Ella está tiesa. Sus ojos van del pequeño bebé en la palma de su mano que le sonríe tendiéndole sus bracitos regordetes, a la figura que se vislumbra a través de los vidrios de la puerta, recortada sobre la luz de la vereda.

—La verdad es que no sé qué decirle. ¿Cómo conoce mi nombre? ¿De qué regalo me habla? ¡Esto es una locura, debo estar volviéndome loca! Si usted es quien dice ser, entonces se supone que es Dios... ¿Cómo Dios puede interesarse en ser amigo de alguien como yo?

—¡No, no estás loca! Quiero ser tu amigo, por eso estoy aquí. Yo te conozco, no sólo tu nombre sino todo sobre vos, tus sueños, toda tu vida, todo. Estabas tan sola, te vi tan triste después de haber trabajado tanto para celebrar mi nacimiento que, bueno, vine a traerte mi regalo.

—No sé, no estoy segura.

—Esta época es un poco extraña, todos están pendientes de los festejos, ¡pero son tan pocos los que se acuerdan de mí! Son tan pocos los que realmente saben qué están celebrando, a quién están recordando. Están tan aturdidos por tanto ruido, tanto afanarse por las cosas, tan encerrados en ellos mismos.
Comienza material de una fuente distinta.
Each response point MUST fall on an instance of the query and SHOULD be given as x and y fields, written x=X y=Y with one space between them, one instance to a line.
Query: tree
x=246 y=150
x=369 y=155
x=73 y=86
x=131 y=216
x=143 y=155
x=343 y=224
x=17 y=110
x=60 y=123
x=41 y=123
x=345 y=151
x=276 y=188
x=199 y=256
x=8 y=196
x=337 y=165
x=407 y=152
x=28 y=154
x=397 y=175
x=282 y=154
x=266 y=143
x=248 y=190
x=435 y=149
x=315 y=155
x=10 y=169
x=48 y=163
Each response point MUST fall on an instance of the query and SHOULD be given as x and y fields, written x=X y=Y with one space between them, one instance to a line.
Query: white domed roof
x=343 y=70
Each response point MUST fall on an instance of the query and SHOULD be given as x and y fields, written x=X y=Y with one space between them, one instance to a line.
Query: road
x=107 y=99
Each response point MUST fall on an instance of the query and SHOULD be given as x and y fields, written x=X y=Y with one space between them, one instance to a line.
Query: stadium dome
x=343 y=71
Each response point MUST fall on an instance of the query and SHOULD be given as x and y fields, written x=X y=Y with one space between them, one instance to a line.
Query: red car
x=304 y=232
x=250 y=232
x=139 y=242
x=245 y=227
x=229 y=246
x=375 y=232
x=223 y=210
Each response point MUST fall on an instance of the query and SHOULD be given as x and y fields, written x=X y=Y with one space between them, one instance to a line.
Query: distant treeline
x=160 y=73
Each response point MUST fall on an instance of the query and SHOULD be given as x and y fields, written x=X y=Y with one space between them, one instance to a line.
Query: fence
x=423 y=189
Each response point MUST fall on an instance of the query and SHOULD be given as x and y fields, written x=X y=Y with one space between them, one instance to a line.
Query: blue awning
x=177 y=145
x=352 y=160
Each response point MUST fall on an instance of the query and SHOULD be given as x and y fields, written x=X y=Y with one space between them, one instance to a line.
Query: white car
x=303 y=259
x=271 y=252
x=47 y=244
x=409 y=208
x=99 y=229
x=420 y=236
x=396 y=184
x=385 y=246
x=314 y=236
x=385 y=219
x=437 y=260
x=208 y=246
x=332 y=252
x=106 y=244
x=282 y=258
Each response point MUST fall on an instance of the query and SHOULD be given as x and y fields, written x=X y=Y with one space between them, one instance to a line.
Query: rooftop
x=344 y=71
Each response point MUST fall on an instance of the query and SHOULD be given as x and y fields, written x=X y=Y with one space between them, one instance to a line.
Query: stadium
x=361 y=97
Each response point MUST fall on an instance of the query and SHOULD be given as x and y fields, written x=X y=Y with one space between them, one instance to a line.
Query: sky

—Bueno, muchos se acuerdan.

-Sí, es cierto, pero por lo general recuerdan la historia y se quedan allí. Olvidan que nacer aquí fue relativamente fácil comparado con lo que vendría después. Eso sí que fue bravo, fue una decisión difícil, pero lo hice justamente para poder estar hoy aquí ofreciéndote cambiar tu vida.

—¿Cambiar mi vida?

—Exactamente, y cambiarla por completo. Lo que yo te ofrezco es el regalo más grande, el más valioso. Te ofrezco perdón, paz en tu corazón, alegría, esperanza, nuevas metas, guía, fortaleza, seguridad, afecto, compañía, vida eterna... ¡tantas cosas!

—Pero aun así, no sé. Todo esto es tan extraño...

—Bueno, eso es lo que yo te ofrezco, pero la decisión es tuya. Yo no puedo forzar tu puerta, yo no puedo obligarte a darme un lugar en tu vida.

—No sé...

—Sabes, hace un poco más de dos mil años no hubo lugar en ninguna posada para que yo naciera, todas las puertas permanecieron cerradas. Aún hoy muchas siguen así. Pero yo no me doy por vencido, sigo llamando, algunas se abren. ¿Me abrirás?

—Yo...

—Vamos, ya no dudes, te amo y quiero que me conozcas, quiero ser parte de tu vida.

De pronto parece que todo se ha vuelto terriblemente silencioso, ya no se oye ni el tráfico, ni los perros, ni los cohetes, ni la música trasnochada. Silencio. Parece como si el tiempo se hubiera detenido.

Ella no se mueve; teme, pero siente una revolución en su interior, algo que le quema allí adentro, en el pecho, donde antes sentía ese vacío tan parecido al infinito. Una llamita, una esperanza y no quiere que se vaya, no quiere perderla, no quiere sentir el vacío nunca, nunca más.

Lentamente su mano se extiende para asir el picaporte, está húmeda de transpiración y tiembla ligeramente cuando gira la llave; y por fin su corazón se abre, tan despacio como su puerta, para dar paso al comienzo de una nueva vida.


¡Mira! Yo estoy a la puerta y llamo. Si oyes mi voz y abres la puerta, yo entraré y cenaremos juntos como amigos.